In June of 1863, the Royal Bavarian State Railways (K.Bay.Sts.B.) placed the first 2-4-0 express locomotives into service, the new class B VI. In many respects they were the same as the predecessor model class B V such as the heating surface, the grate area, cylinders, etc. The improved double outboard frame and the Bavarian version of Stephenson valve gear were also approximately the same. One essential difference was the driving wheel diameter, which initially was 1,600 millimeters / 63 inches, on later deliveries 1,620 millimeters / 63-3/4 inches, and some even were 1,640 millimeters / 64-9/16". A total of 107 units were delivered to the Bavarian State Railways in two production runs by June of 1871. The 57 steam locomotives delivered from June of 1863 to February of 1867 in the first production run only had a boiler pressure of 8 atmospheres / 117 pounds per square inch, a dead load safety valve on the dome that had a watering can casing, a simple protective roof for the engineer's stand (later also with an all weather roof), a steam pump, and an injector. The smoke stack was just a stack with a bell-shaped crown, cylindrical stacks, or pear-shaped stacks.
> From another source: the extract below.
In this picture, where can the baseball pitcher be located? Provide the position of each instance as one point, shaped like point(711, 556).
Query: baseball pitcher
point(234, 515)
The second production run of 50 units was considerably more advanced: The boiler pressure had been raised to 10 atmospheres / 147 pounds per square inch. The necessarily higher boiler weight also resulted in improved traction. The weight increased from 22 to almost 23 tons. The weather "umbrella" that was totally insufficient for the locomotive crew was replaced by a short but complete engineer's cab. The pumps had disappeared since the injectors had proven sufficient in operation. A funnel-shaped smoke stack of a moderate shape lent a certain degree of standardization and had been preceded by different experiments with other stack shapes.
Both production runs were designed for either coal firing or peat firing. The coal-fired locomotives had a three-axle open tender, while the peat-fired units were equipped with a newly designed, three-axle enclosed tender with smooth walls. Naturally, there were several rebuilds during the long service life of the class B VI in which primarily the units of the first production run were brought up to the level of the second production run.
After being placed into service the class B VI locomotives were assigned to the greatest part of the express train service at that time over a period of ten years. However, their "swiftness" was kept within limits, because the speed reached was just barely more than 60 km/h or 38 mph. When more powerful steam locomotives appeared starting in the 1890s, the B VI gradually moved down into lower levels of service. The first few units were retired starting in 1895.
In closing it can be said of the class B VI: They were indestructible, long lived, and well proven units of which quite a few reached a service life of over 50 years.